Cornish’s style is lean and efficient, and he handles the action sequences with gritty style. In one memorable sequence, the boys run from the block’s roof to the ground floor, with each one stopping at home for a weapon and perfunctory conversation with their parents. Later, two pre-pubescent boys dispatch an alien with a bottle rocket and a squirt gun. Cornish uses his setting as an opportunity for innovation; by thinking about how these characters might combat alien invaders, he finds clever ways for them to interact. The humor grows with their sense of terror, particularly as Rob and the boys goad each other toward heroism.

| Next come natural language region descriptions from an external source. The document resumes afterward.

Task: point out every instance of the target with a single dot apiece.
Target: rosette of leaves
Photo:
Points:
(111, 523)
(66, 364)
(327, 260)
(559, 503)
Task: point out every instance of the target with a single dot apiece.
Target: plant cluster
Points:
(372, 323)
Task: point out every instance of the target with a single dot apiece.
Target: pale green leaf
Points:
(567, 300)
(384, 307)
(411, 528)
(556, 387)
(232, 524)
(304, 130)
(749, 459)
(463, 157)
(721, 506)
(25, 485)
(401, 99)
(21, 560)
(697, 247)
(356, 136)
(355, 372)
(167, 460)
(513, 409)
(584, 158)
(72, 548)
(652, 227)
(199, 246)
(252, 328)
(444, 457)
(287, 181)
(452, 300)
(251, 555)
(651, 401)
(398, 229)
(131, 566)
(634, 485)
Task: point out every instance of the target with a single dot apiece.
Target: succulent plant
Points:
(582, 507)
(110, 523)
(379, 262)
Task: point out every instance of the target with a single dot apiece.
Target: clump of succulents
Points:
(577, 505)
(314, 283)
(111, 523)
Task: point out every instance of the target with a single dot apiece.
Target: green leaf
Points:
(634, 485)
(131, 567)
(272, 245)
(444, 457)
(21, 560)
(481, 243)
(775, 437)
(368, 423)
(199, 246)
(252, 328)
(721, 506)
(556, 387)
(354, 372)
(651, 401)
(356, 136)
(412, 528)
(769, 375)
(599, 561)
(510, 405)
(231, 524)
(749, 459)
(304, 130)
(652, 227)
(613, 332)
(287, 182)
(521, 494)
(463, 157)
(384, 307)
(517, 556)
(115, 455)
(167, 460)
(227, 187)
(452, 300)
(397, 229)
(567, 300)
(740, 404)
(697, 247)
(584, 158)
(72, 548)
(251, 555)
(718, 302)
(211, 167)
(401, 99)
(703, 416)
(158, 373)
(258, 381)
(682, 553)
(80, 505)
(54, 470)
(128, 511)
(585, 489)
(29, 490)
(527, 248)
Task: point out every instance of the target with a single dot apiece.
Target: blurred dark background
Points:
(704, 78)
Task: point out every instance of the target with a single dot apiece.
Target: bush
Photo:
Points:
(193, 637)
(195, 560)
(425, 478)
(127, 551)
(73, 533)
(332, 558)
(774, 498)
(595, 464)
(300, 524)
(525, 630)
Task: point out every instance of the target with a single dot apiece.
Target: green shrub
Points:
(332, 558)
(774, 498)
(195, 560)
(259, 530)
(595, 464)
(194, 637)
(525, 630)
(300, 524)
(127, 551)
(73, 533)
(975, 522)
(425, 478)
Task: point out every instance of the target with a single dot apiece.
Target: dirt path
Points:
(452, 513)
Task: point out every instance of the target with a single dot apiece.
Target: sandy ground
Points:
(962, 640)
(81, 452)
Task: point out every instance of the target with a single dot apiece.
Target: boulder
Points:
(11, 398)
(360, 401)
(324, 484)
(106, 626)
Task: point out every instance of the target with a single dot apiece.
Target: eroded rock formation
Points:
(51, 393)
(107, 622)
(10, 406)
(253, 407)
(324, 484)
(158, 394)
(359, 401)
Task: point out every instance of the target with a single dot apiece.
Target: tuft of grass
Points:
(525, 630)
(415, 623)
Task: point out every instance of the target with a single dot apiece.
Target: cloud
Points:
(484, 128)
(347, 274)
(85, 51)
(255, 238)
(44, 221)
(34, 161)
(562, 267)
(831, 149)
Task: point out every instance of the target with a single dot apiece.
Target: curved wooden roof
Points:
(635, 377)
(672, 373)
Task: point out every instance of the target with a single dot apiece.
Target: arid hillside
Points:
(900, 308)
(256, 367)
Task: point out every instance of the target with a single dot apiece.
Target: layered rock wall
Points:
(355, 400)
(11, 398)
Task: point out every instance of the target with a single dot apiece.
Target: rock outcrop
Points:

Unlike Europe and most American cities, Attack the Block opens in DC after the London riots. With a hood and bandana covering his face, there are times where Moses resembles the looters who kept popping up on YouTube. Later, Moses suggests the alien invasion is part of conspiracy against those like him, and the recent riots add unexpected prescience to his outrage. Such a context does not necessarily deepen sympathy for Cornish’s characters, yet it challenges us to think critically. Audiences are talking about The Help as the summer’s weightiest movie, but I have a sneaking suspicion that, in its own way, Attack the Block hits a rawer nerve. Believe it.